Why Did You Do That?
1. “Because that’s what you do.” I can’t conceive of any other way of doing it. General Motors seemed to have reached this point before its bankruptcy – one observer commented that a core management skill seemed to be the ability to explain why nothing was possible.
2. “Because that’s the way I’ve always done it.” This is habit, or conditioned reflex. The decision was probably made unconsciously, but I could at least in principle recognise an alternative if someone presented it.
3. “Because I considered several options and chose the best one for this particular set of circumstances.” This is flexibility.
There’s a hierarchy of sophistication, rising from 1. to 3. We all use all three strategies, and that’s right. You can’t apply 3. to every decision – life’s too short, and many situations don’t merit it. If we applied 1. to everything, we’d never have learned to walk, never mind do our jobs.
Over time, decisions tend to move down the hierarchy.
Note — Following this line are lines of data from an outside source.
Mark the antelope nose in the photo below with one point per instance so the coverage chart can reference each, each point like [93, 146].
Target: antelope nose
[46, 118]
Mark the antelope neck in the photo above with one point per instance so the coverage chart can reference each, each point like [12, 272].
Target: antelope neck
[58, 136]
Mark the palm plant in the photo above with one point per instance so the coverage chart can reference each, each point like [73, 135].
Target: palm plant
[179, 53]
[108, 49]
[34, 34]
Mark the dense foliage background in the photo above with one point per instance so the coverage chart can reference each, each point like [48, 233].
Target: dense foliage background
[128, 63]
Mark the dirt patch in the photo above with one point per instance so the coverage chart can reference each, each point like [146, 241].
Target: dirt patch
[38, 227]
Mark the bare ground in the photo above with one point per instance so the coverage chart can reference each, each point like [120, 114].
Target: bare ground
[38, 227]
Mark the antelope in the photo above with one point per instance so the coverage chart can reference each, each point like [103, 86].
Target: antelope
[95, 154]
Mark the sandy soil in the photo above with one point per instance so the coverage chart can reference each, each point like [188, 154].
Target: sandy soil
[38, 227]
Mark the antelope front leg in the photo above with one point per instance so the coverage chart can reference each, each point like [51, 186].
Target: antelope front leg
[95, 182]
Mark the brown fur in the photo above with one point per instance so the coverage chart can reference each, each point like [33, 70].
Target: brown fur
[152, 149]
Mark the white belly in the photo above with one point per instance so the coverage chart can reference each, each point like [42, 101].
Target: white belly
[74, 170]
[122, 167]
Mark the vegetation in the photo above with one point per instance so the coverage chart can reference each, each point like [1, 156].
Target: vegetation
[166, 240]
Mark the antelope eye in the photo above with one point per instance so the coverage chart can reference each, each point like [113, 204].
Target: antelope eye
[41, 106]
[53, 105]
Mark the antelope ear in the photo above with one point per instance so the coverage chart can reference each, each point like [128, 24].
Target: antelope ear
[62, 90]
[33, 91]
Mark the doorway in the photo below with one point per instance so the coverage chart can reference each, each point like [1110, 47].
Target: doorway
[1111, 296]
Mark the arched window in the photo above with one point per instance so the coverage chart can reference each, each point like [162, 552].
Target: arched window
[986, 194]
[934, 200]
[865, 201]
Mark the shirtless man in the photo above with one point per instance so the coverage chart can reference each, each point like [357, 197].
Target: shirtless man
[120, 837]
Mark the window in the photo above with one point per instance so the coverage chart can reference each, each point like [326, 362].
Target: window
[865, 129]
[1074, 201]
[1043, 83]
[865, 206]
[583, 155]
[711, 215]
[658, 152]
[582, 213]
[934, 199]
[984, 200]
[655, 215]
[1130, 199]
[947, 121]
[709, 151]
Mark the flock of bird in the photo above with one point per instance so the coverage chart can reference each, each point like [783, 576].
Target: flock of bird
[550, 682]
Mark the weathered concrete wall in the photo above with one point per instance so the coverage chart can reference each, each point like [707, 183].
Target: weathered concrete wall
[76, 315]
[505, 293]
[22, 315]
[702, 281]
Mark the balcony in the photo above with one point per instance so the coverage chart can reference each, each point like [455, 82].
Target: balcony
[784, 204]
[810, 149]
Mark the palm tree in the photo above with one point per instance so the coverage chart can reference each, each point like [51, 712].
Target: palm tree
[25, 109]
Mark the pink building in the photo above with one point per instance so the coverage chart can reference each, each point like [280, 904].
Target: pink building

The first time, we have to think it through. The more we deal with similar situations, the more we reduce the decision process to rules, habits or conditioned reflexes. That’s mostly sensible too.
The more problematic area is decisions which need to move up the hierarchy. Questions which in the past could be dealt with according to habit and precedent need to be thought through. For instance, a company may assume that all customers are profitable and therefore welcome all sales. This is either because the concept of “revenue associated with negative profit” doesn’t exist, or because that’s the way it used to be. Now the cost of acquiring a new customer has risen, the margins are lower and the customers less loyal. The result is that some customers are losing the company money.
The more unusual the times, the worse the state of the economy, the more likely it is that decisions need to move up the hierarchy.
The question: pay attention to the decisions you take every day. Identify those that you take according to habit or precedent, or where you don’t see an alternative. If you actually thought these through, using whatever data was available, would you come to the same conclusion?